Ask the experts: Healthy cooking oils

Q: "I was told grape seed oil is the best cooking oil. Is it true? How about rice bran oil? What is the best?'


A: Dietitian Amanda Johnson responds:

"Grape seed oil is a light oil that is ideal for cooking. It has a relatively high smoke point, which means the temperature at which it starts to break down and burn is higher than some other oils, so it is suitable for frying and it can also be used in salad dressings, in mayonnaise and for baking. It has little flavour so is great for cooking subtly-flavoured foods such as fish. It contains around 60% polyunsaturated fats along with some monounsaturated fats. Polyunsaturates are effective at reducing both total cholesterol and the harmful LDL-cholesterol. Monounsaturates can also help to lower blood LDL-cholesterol.

Rice bran oil is another oil suitable for frying, as it has a high smoke point. It can also be used in baking and in salad dressings. It contains both monounsaturates and polyunsaturates and may have cardiovascular health benefits; recent studies have shown that replacing your normal cooking oil with rice bran oil can help to reduce blood cholesterol levels. Specific components of rice bran oil that are thought to be beneficial include phytosterols, triterpine alcohols, tocopherols and tocotrienols and research now suggests that it may be these compounds, rather than the fatty acid composition, that are responsible for the cholesterol-lowering effects of the oil.
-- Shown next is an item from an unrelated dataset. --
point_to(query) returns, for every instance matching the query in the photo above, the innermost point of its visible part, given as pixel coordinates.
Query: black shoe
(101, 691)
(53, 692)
Oils high in both monounsaturates and polyunsaturates are a good choice for use in recipes and for cooking, rather than fats such as butter and lard, which are high in the saturates that can raise blood cholesterol levels. Other oils containing monounsaturates that you might like to try are olive, canola and peanut oil. Oils high in polyunsaturates include sunflower, soya bean and corn oil.

Choose the oils with the flavour you like best, store them in a cool dark place to retain their goodness, and don't forget that all oils are high in fat, and therefore high in kilojoules, so make sure you don't use too much when you prepare, cook and serve food."